Of This Land – by KV Martins
Here, where I was born, a fragile darkness consumed the wooded hills
and mountain tussocks clung to the edges of a rain-soaked world.
Rivers twisted in the landscape’s womb as trees
bore down with all their strength. Human shadows traversed
the blue-black silence, the unsleeping nights.
I followed their footprints
and burst into wheat fields, thick with copper-plated sunshine.
I heard the shrugging sighs of draught horses as they turned the sacred soil,
felt the hunger of slashing scythes. I saw bronzed daughters
gather the harvest, fill wine cups in the shade of trees awash with wild honey.
I hid when
conquerors and emperors, battle angry and triumphant, raised their swords
and polished shields in those same fields.

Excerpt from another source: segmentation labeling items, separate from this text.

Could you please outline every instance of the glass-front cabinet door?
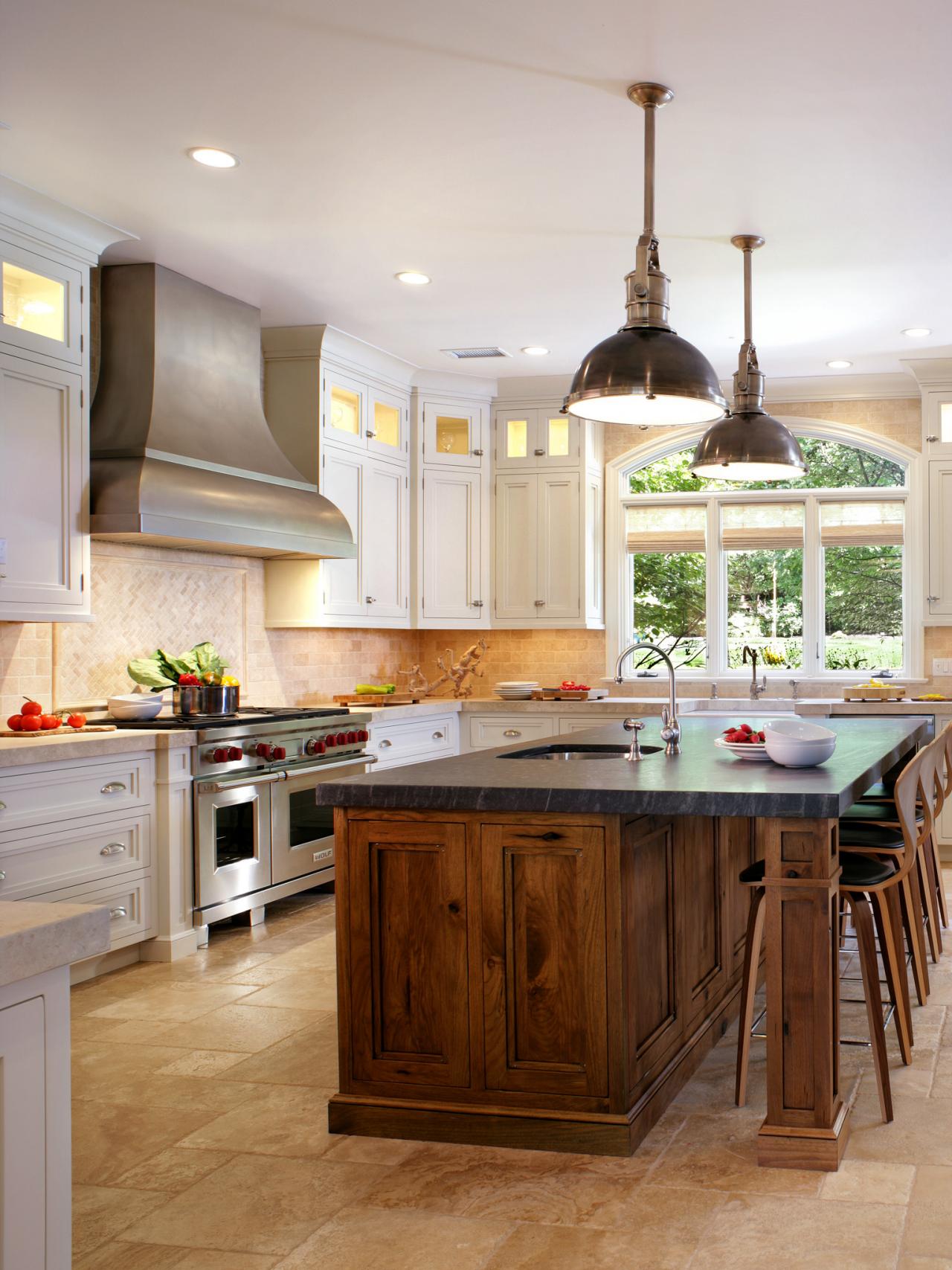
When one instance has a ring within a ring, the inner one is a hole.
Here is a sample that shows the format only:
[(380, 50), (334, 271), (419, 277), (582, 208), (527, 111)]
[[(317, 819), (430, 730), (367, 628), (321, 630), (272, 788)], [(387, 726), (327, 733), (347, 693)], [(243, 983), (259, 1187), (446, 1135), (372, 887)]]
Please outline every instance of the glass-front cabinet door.
[(81, 362), (80, 271), (0, 243), (0, 343), (61, 362)]
[(484, 456), (480, 406), (423, 404), (423, 461), (452, 467), (479, 467)]
[(322, 376), (321, 434), (338, 446), (367, 447), (367, 390), (359, 380), (331, 371)]
[(406, 398), (371, 389), (367, 410), (367, 448), (381, 458), (407, 456), (410, 409)]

They marched to the rhythm
of foreign tongues, history revealed in unfurled maps and raised flags.
Down at the harbour,
I saw ships unload at wharves where sailors staggered ashore
and fell into the arms of waiting whores. In tides of laughter
they discovered the points and pains of pleasure.
Between forgotten wars,
cities claimed the marshlands, homes lit up in wonderment,
shooting electricity around the world, unbearably bright, as the homeless
lost their voices in cardboard shelters and concrete car parks cleaved the fields.
the changing winds and hurried storms pounded. Rising seas swallowed the cities
and the earth grew indigo cold as the last orange of the sun was crushed.
I tucked my memories away in the mercy of darkness
here, where I was born.
Note: ‘as the last orange of the sun was crushed’ is from CK Stead’s poem “Pictures in a Gallery Undersea” (1959) which, in part, inspired this poem.